I want to get infos from a html, but I need all chars except <.
All chars is: over chr(31), and over (128) - hungarian accents.
The .* is very hungry, it is eat < chars too.
If I can use not, I simply define an regexp.
[not<]*</a>
It is get all in the href.
I wrote this programme, but it is too complex - I think:
import re
l=[]
for i in range(33,65):
if i<>ord('<') and i<>ord('>'):
l.append('\\'+chr(i))
s='|'.join(l)
all='\w|\s|\%s-\%s|%s'%(chr(128),chr(255),s)
sre='<Subj>([%s]{1,1024})</d>'%all
#sre='<Subj>([?!\\<]{1,1024})</d>'
s='<Subj>xmvccv ÁÁÁ sdfkdsfj eirfie</d><A></d>'
print sre
print s
cp=re.compile(sre)
m=cp.search(s)
print m.groups()
Have the python an regexp exception, or not function ? How to I use it ?
Thanx for help:
kk
You could try these regexps or variants thereof:
"<Subj>([^<]*)"
'^' changes the character set to exclude any characters listed after '^'
from matching.
"<Subj>(.*?)<"
The '?' makes the preceding '*' non-greedy, i. e. the following '<' will
match the first '<' character encountered in the string to be searched.
Peter
> I want to get infos from a html, but I need all chars except <.
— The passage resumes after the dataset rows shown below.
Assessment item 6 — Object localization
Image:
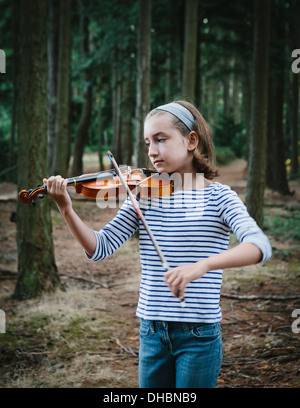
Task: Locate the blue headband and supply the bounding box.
[155,102,194,131]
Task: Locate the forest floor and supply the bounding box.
[0,156,300,388]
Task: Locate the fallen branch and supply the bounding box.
[0,269,17,275]
[113,336,138,357]
[272,332,300,341]
[277,353,300,363]
[0,269,17,280]
[60,274,107,288]
[221,293,299,301]
[61,274,124,289]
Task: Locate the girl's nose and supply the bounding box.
[148,143,158,157]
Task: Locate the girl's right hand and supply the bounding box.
[43,176,72,214]
[43,175,96,256]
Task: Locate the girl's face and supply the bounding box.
[144,113,197,175]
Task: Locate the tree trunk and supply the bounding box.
[9,0,20,182]
[266,75,275,189]
[165,35,172,102]
[112,63,122,165]
[266,4,290,194]
[290,4,300,177]
[71,14,93,176]
[15,0,61,300]
[195,21,202,108]
[246,0,271,228]
[211,79,218,131]
[54,0,72,177]
[241,62,251,159]
[291,71,299,176]
[122,73,133,165]
[48,0,60,175]
[268,69,290,194]
[134,0,151,168]
[223,59,231,119]
[182,0,198,102]
[97,78,104,171]
[232,68,240,125]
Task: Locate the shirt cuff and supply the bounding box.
[85,230,101,261]
[242,233,272,263]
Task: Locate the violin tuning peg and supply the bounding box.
[28,189,33,194]
[37,183,41,187]
[37,194,44,199]
[31,199,36,206]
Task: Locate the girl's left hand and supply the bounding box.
[164,261,209,300]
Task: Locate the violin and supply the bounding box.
[18,151,185,306]
[18,164,173,205]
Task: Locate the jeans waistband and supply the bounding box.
[140,318,220,333]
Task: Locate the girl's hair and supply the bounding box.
[145,100,219,180]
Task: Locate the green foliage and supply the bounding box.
[0,109,14,181]
[0,0,16,181]
[214,116,247,158]
[264,211,300,241]
[215,146,236,166]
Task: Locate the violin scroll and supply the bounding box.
[18,185,47,205]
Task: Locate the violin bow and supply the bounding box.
[107,151,185,307]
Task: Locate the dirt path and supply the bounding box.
[218,159,247,186]
[0,159,300,388]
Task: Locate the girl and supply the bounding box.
[44,100,272,388]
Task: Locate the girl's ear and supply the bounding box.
[187,131,198,151]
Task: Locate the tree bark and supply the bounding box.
[47,0,60,175]
[246,0,271,228]
[232,68,240,125]
[266,4,290,195]
[54,0,72,177]
[15,0,61,300]
[211,79,218,131]
[9,0,20,182]
[223,58,231,119]
[290,3,300,177]
[241,62,251,159]
[266,75,275,189]
[268,71,290,194]
[97,78,104,171]
[134,0,151,168]
[182,0,198,102]
[122,73,133,165]
[291,71,299,176]
[112,63,122,164]
[71,14,93,176]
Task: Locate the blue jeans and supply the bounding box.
[138,319,222,388]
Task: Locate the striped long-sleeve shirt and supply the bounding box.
[87,182,272,323]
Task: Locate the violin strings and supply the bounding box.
[135,173,158,186]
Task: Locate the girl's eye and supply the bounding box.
[144,138,166,148]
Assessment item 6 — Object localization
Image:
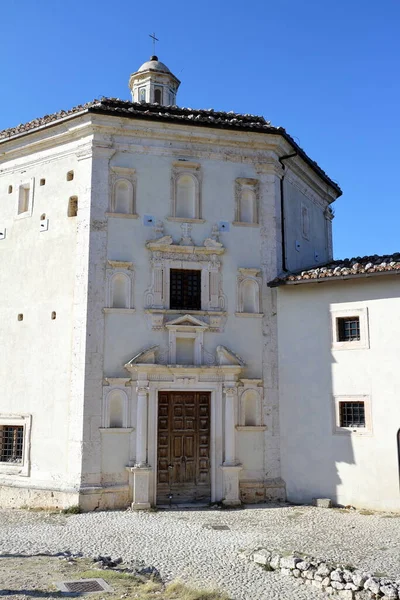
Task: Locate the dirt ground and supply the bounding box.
[0,555,227,600]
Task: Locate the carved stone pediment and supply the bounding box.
[125,345,159,367]
[216,345,245,367]
[124,343,245,372]
[146,222,225,256]
[166,314,209,330]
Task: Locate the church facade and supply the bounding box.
[1,56,397,512]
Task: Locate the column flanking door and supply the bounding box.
[157,391,211,504]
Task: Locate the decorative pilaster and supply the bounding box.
[222,384,242,506]
[130,382,151,509]
[135,384,149,467]
[324,206,334,262]
[223,386,238,466]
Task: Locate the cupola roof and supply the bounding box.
[137,56,172,75]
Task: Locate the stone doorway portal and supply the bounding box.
[157,391,211,505]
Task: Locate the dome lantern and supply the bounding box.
[129,55,180,106]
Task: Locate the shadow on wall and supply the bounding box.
[280,288,355,505]
[398,429,400,491]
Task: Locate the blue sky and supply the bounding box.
[2,0,399,260]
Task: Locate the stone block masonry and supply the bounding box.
[248,547,400,599]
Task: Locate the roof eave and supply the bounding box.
[269,269,400,288]
[0,108,91,146]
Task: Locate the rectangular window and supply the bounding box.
[0,425,24,463]
[339,402,365,428]
[337,317,360,342]
[170,269,201,310]
[139,88,146,102]
[18,185,30,214]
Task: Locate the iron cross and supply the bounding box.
[149,32,159,55]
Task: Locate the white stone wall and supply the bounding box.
[0,110,339,508]
[283,167,333,272]
[92,125,278,500]
[277,276,400,511]
[0,134,93,498]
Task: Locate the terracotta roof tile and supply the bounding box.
[0,98,341,195]
[269,253,400,286]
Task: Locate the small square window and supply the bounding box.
[0,425,24,463]
[333,395,371,435]
[339,402,365,428]
[331,306,369,350]
[40,178,46,186]
[170,269,201,310]
[0,415,31,475]
[66,171,74,181]
[8,185,13,194]
[337,317,360,342]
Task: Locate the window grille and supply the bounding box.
[339,402,365,428]
[337,317,360,342]
[0,426,23,463]
[170,269,201,310]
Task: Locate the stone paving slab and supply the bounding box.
[0,504,399,600]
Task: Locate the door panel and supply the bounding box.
[157,392,211,504]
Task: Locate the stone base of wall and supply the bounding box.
[240,478,286,504]
[0,484,80,510]
[0,483,131,512]
[79,486,131,511]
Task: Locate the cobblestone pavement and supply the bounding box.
[0,504,399,600]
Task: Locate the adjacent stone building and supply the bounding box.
[1,55,396,512]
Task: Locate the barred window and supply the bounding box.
[337,317,360,342]
[0,426,24,463]
[339,402,365,428]
[170,269,201,310]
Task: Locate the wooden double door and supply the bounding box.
[157,392,211,505]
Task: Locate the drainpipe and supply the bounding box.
[278,152,297,272]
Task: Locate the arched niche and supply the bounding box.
[240,188,256,223]
[113,179,133,214]
[241,389,261,427]
[176,174,196,219]
[111,273,130,309]
[241,279,259,314]
[106,389,128,428]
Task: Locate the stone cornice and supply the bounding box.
[0,116,94,163]
[125,363,243,378]
[146,241,225,255]
[107,260,134,269]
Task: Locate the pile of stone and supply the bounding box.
[250,549,400,599]
[92,554,161,581]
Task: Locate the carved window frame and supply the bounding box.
[235,268,263,317]
[233,178,259,227]
[145,252,226,313]
[105,260,135,313]
[169,161,204,223]
[108,166,137,218]
[166,321,208,366]
[0,414,31,476]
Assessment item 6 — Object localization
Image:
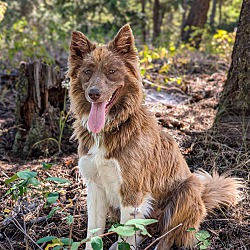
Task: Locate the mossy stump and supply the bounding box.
[13,61,68,156]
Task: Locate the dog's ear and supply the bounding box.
[109,24,135,55]
[70,31,95,58]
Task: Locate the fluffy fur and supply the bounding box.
[67,24,242,250]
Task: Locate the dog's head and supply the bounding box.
[68,24,142,134]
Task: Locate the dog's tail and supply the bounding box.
[195,170,243,213]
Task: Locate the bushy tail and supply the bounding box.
[195,170,244,214]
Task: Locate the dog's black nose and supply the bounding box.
[88,88,101,101]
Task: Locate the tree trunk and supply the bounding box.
[153,0,160,42]
[209,0,217,31]
[141,0,147,44]
[214,0,250,149]
[181,0,211,48]
[153,0,165,45]
[180,0,188,32]
[218,0,223,25]
[13,61,72,156]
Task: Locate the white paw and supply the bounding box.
[85,241,93,250]
[109,241,118,250]
[153,245,158,250]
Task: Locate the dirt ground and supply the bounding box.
[0,53,249,250]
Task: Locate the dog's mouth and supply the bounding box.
[87,87,121,134]
[105,87,121,114]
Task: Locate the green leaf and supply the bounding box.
[18,185,26,196]
[71,242,80,250]
[200,245,207,250]
[203,239,211,247]
[140,68,146,76]
[157,86,161,92]
[159,64,170,74]
[66,215,74,225]
[52,246,62,250]
[27,177,40,186]
[134,224,151,236]
[91,236,103,250]
[118,241,130,250]
[47,206,61,219]
[89,228,101,235]
[46,177,71,183]
[17,170,37,179]
[42,162,53,170]
[60,238,73,246]
[19,179,29,187]
[186,228,196,232]
[37,236,57,244]
[47,192,59,204]
[80,238,88,244]
[196,230,210,241]
[12,192,18,200]
[109,225,136,237]
[125,218,157,226]
[5,189,12,195]
[5,174,18,184]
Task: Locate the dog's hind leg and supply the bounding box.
[156,175,207,250]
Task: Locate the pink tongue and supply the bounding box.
[87,102,106,133]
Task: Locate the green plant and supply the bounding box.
[36,218,157,250]
[187,228,211,250]
[211,30,235,55]
[200,29,235,59]
[139,45,171,76]
[5,169,39,200]
[4,166,157,250]
[4,163,70,204]
[0,1,7,22]
[58,79,70,152]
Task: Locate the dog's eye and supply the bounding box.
[108,69,116,74]
[84,69,92,75]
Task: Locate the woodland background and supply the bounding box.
[0,1,249,250]
[0,0,242,66]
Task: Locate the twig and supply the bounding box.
[98,231,116,238]
[144,223,183,250]
[1,170,9,178]
[69,200,77,244]
[3,232,14,250]
[20,205,28,250]
[203,218,235,222]
[77,231,116,247]
[0,125,26,134]
[10,217,43,250]
[26,216,47,226]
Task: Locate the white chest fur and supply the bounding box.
[78,140,122,209]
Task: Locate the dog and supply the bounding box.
[67,24,242,249]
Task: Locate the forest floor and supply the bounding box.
[0,52,249,250]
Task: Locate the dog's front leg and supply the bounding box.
[120,205,143,247]
[110,202,150,250]
[109,205,139,250]
[85,180,108,250]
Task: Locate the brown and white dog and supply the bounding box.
[67,24,242,249]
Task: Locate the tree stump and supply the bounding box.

> All chars is: over chr(31), and over (128) - hungarian accents.
> The .* is very hungry, it is eat < chars too.
Instead of writing ad-hoc html parsers, use BeautifulSoup instead.
http://www.crummy.com/software/BeautifulSoup/
I will most likely do what you want in 2 or 3 lines of code.
--
hilsen/regards Max M, Denmark
http://www.mxm.dk/
IT's Mad Science
Hey, I like that. Thanks.